Day 02 / 100: Find Prime Numbers

The Problem

I was given a simple task:
"Find all prime numbers less than or equal to ( N ), where ( N <= 10^7)."

Sounds easy, right? Just loop through all numbers, check if each one is prime, and print them. But wait—there’s a catch.

The First Roadblock: Brute Force Isn't Enough

I started with the basic definition of a prime number:
A number is prime if it is only divisible by 1 and itself.

So, I thought:
"I’ll loop through all numbers up to ( N ), check divisibility, and print the primes."

But then reality hit me. Checking each number individually would take forever. Imagine looping through 10 million numbers, checking divisibility for each one. That’s brutally inefficient.

I needed a better approach.

Eliminating Multiples

I asked myself:
"Instead of checking each number one by one, can I eliminate non-prime numbers systematically?"

That’s when I discovered the Sieve of Eratosthenes, a brilliant algorithm that marks multiples of primes as non-prime, reducing unnecessary checks.

Here’s how it works, using ( N = 30 ) as an example:

Step 1: Start with a list of numbers

We have numbers from 2 to 30.

Step 2: Begin with the smallest prime (2)

• Mark all multiples of 2 as not prime:
  4, 6, 8, 10, 12, 14, 16, 18, 20, 22, 24, 26, 28, 30 are removed.

Step 3: Move to the next smallest unmarked number (3)

• Mark all multiples of 3 as not prime:
  6, 9, 12, 15, 18, 21, 24, 27, 30 are removed.

Step 4: Move to the next smallest unmarked number (5)

• Mark all multiples of 5 as not prime:
  10, 15, 20, 25, 30 are removed.

Step 5: Continue up to the square root of N (which, in our case, is about 5.47, so we stop at 5)

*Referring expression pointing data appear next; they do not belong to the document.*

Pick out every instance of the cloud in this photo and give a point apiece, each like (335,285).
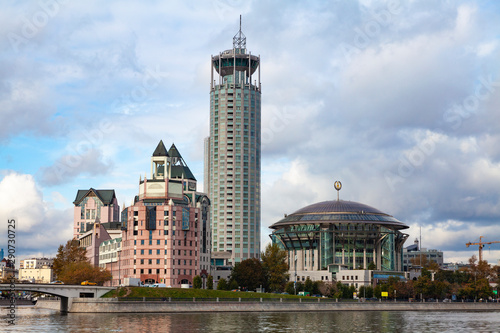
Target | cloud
(38,226)
(68,167)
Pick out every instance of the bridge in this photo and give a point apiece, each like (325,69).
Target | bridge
(65,291)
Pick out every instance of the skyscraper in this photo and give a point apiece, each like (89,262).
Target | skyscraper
(233,166)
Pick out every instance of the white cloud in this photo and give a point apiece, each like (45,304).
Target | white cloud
(38,225)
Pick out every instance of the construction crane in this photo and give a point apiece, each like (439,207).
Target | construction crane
(481,245)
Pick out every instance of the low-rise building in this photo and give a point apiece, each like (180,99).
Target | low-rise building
(110,259)
(413,254)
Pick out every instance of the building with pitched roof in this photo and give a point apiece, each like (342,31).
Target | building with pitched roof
(166,232)
(94,206)
(233,151)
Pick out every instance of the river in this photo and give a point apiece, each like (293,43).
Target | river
(29,319)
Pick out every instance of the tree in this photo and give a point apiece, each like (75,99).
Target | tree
(70,253)
(210,282)
(289,288)
(197,282)
(233,285)
(308,286)
(71,266)
(249,274)
(274,261)
(77,272)
(222,284)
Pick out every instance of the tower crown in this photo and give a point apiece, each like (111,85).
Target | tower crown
(239,40)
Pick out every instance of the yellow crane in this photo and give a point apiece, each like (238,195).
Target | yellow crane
(481,245)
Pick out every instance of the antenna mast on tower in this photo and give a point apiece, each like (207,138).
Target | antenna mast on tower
(239,40)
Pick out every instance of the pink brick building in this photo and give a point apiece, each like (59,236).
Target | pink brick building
(93,206)
(166,233)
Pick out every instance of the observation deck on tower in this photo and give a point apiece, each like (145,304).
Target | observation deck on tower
(236,60)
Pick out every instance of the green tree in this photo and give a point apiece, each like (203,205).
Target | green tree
(309,285)
(289,288)
(274,262)
(249,274)
(222,284)
(197,282)
(70,253)
(233,285)
(210,282)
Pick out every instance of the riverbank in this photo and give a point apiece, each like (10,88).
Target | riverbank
(113,305)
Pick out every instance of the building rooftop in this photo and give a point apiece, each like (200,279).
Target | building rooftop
(339,211)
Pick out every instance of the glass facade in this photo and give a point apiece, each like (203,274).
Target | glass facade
(234,155)
(317,239)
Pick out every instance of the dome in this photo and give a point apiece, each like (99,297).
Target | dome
(338,206)
(335,211)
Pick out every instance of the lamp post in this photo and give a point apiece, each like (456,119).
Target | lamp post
(119,268)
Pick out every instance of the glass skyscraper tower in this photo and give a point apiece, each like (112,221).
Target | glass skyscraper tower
(232,152)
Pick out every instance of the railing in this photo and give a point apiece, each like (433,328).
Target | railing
(268,300)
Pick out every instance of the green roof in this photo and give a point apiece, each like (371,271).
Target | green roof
(106,196)
(179,168)
(180,171)
(173,152)
(160,150)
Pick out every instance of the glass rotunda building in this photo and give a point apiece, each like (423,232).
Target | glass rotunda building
(327,236)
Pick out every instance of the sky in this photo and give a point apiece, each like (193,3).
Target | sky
(398,100)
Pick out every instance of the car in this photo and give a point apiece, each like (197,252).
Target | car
(88,283)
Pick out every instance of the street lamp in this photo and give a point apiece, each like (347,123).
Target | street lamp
(119,268)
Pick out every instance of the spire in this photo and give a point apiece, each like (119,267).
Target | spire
(160,150)
(180,170)
(239,40)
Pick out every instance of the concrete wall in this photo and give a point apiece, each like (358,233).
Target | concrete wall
(112,305)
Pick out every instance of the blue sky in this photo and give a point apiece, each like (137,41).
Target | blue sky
(398,100)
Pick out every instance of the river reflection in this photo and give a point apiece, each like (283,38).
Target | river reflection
(39,320)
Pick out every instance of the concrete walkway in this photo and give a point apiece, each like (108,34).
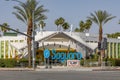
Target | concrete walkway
(63,68)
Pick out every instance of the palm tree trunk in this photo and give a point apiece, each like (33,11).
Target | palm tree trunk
(29,32)
(100,33)
(100,39)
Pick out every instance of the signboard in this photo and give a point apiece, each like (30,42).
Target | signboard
(73,63)
(46,53)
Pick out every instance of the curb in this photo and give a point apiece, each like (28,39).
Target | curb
(16,69)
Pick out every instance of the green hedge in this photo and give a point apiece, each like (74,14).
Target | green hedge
(8,62)
(110,62)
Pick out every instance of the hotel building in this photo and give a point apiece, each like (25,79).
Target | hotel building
(15,46)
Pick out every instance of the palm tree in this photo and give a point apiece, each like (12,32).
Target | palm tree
(59,22)
(24,13)
(88,24)
(4,29)
(77,30)
(82,26)
(100,18)
(65,26)
(41,24)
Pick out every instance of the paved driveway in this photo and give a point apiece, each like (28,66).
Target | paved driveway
(62,75)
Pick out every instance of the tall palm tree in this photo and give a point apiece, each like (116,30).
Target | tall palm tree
(24,13)
(100,18)
(82,26)
(59,22)
(41,24)
(65,26)
(88,24)
(4,29)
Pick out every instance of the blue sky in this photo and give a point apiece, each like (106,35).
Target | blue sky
(73,11)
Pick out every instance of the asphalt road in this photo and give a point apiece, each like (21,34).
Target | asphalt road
(63,75)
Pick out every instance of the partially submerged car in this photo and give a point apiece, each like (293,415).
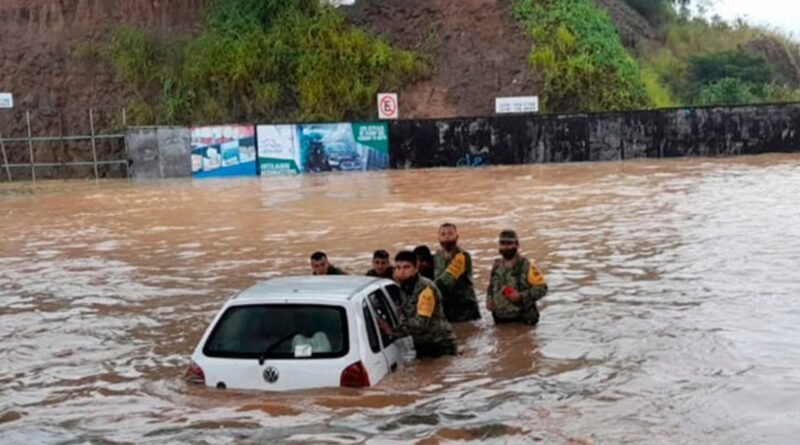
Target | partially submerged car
(342,156)
(304,332)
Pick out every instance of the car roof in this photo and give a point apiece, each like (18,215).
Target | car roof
(322,287)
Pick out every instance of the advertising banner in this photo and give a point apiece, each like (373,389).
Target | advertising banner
(228,150)
(315,148)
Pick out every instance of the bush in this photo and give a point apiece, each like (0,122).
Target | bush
(727,91)
(259,60)
(739,64)
(580,57)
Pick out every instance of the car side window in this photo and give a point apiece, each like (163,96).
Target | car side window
(372,332)
(385,315)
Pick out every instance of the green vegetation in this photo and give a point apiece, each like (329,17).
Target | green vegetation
(258,60)
(580,58)
(712,63)
(694,61)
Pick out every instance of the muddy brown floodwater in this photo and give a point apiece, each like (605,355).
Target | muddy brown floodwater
(673,315)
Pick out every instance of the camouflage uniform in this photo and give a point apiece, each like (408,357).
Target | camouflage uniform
(526,278)
(454,278)
(333,270)
(425,320)
(388,274)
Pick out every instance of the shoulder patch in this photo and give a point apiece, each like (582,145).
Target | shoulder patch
(535,277)
(426,303)
(458,265)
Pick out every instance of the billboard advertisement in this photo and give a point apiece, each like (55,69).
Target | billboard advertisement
(226,150)
(316,148)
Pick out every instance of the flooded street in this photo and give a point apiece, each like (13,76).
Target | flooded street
(673,314)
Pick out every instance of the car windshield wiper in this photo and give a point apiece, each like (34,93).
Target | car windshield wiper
(274,346)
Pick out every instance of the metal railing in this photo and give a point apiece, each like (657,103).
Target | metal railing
(92,138)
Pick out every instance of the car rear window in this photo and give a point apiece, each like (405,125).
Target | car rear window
(280,331)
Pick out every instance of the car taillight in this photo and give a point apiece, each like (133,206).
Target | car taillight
(355,376)
(195,374)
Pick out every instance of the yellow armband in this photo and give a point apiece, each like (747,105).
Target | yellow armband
(535,277)
(426,303)
(457,266)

• The remaining unmarked numbers are prime:
  2, 3, 5, 7, 11, 13, 17, 19, 23, 29

Instead of checking each number individually, I was eliminating entire groups of numbers at once. Huge efficiency boost!

Writing the Code

Once I understood the Sieve of Eratosthenes, I implemented it step by step:

#include <iostream>
#include <vector>

using namespace std;

vector<int> primeNumbersTillN(int N) {
    vector<bool> is_prime(N + 1, true);
    is_prime[0] = is_prime[1] = false; // 0 and 1 are not prime

    for (int i = 2; i * i <= N; i++) {
        if (is_prime[i]) {
            for (int j = i * i; j <= N; j += i) {
                is_prime[j] = false;
            }
        }
    }

    vector<int> primes;
    for (int i = 2; i <= N; i++) {
        if (is_prime[i]) {
            primes.push_back(i);
        }
    }

    return primes;
}

Why This Works So Well

• Instead of checking each number individually, we eliminate multiples in bulk.

• We only loop up to the square root of N, reducing unnecessary work.

The Key Takeaway

This journey wasn’t just about finding prime numbers. It was about:

• Getting stuck and realizing brute force wasn’t enough.

• Falling into a rabbithole of inefficient solutions.

• Discovering a smarter approach (Sieve of Eratosthenes).

• Scaling through by implementing the right algorithm.

This is what problem-solving is all about. It’s not just about knowing the answer, it’s about thinking through the problem, struggling, and finding a way forward.

Final Words

If you’re reading this as a recruiter, know that I don’t just write code. I think through problems.
If you’re reading this as my future kid, remember: getting stuck is part of the journey.
If you’re reading this as a curious guest, I hope you found this problem as fascinating as I did!

The real skill isn’t knowing the answer—it’s knowing how to find it.